The combination of traditional HCPS and safe-harbor agreements will have another negative effect: it will destroy the important concept that the current situation of an endangered species does not degrade under the safe-harbor agreements. This concept is included in the description of a risky “baseline” that exists at the time the contract is negotiated. The baseline represents the existing obligations (i.e. prior agreement) of the ESA landowner. A Safe Harbor Agreement grants a landowner a future right to repossess threatened species for lawful activities, provided that the occasional catch does not reduce the status of the species or its habitat in the rural areas concerned under the conditions of departure. As Ben Cone`s example shows, the combination of a traditional HCP and a Safe Harbor agreement seriously undermines the basic concept. This agreement meant that Kegel could eliminate all red tail peaks on his land and all future green peaks. This is how the “base” was rendered meaningless. What species are threatened with “safe harbor” agreements and what is their potential value? These are essentially agreements between a non-federal landowner and the U.S. Fish and Wildlife Service (FWS) or the National Marine Fisheries Service, in which the landowner declares himself ready to restore or improve the habitat of an endangered or threatened species, and FWS agrees that no additional restrictions will be imposed on the burrow owner, as the species is attracted , or , the area in which the restoration was carried out. To put it simply, a Safe Harbor agreement requires a landowner to do a good deed rather than blindly following the maxim “No good deed goes unpunished,” forcing the government not to punish him for it. Landowners are not required to obtain improved habitat conditions above the original value at the expiry of the SHA contract.

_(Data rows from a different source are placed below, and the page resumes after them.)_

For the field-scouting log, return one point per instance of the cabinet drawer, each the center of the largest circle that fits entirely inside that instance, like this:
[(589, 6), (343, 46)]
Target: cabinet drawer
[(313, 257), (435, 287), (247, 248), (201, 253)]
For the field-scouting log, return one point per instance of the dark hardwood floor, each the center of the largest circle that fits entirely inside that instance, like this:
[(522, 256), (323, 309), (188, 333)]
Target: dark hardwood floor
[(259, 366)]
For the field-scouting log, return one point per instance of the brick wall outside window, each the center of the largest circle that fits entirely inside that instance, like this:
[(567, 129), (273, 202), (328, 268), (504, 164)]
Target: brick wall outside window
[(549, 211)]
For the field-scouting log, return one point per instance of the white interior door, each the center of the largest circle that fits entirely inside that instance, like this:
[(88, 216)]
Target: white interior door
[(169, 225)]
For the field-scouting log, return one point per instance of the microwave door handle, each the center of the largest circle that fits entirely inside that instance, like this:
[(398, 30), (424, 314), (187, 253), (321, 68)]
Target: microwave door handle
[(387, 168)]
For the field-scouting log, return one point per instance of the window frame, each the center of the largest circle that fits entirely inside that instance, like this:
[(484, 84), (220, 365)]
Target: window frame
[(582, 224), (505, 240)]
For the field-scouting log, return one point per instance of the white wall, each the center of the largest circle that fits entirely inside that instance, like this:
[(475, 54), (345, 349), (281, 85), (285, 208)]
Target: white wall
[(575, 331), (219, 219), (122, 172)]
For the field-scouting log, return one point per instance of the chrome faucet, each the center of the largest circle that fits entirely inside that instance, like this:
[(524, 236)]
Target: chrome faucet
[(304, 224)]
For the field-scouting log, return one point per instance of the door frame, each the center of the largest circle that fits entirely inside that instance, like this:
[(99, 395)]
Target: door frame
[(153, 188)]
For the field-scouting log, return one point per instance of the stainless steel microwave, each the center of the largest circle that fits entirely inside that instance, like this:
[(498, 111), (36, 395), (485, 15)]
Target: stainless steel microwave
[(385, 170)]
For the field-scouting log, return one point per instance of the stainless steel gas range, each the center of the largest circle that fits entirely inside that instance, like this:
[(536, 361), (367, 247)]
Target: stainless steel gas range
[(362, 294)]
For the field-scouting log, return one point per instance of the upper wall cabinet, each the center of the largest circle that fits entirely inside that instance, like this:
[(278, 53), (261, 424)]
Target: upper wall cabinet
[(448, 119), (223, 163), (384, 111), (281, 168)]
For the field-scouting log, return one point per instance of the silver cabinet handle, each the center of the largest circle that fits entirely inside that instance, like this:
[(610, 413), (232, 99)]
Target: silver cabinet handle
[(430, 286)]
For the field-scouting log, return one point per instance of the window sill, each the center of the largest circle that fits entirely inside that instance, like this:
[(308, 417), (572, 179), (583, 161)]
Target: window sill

At the end of the SHA, landowners may, before entering a SHA, cancel conservation measures that increase species populations on their land at the basic level and bring the number of species and habitat back to its state. ShaD can be extended as long as the landowner and USFWS agree each other; However, if the landowner does not renew the contract, the landowner is no longer protected from ASE regulatory sanctions or possible land use restrictions. Figure 1 shows an example of SHA using hectares of significant habitat to determine the landowner`s fundamental liability. Combine safe-harbor chords with traditional HCPs. Safe-harbor agreements can take the form of habitat conservation plans or HCPs. Indeed, most safe ports agreements approved so far have done so. However, these are not “traditional” HCPs. In traditional HCPs, landowners seek direct authority to harm an endangered species (usually by destroying their habitat) and propose to mitigate this damage through conservation measures that may or may not leave the species as well as before. On the other hand, in safe harbour agreements, landowners have no direct intention of doing something that harms an endangered species or its habitat; Indeed, their intention is exactly the opposite.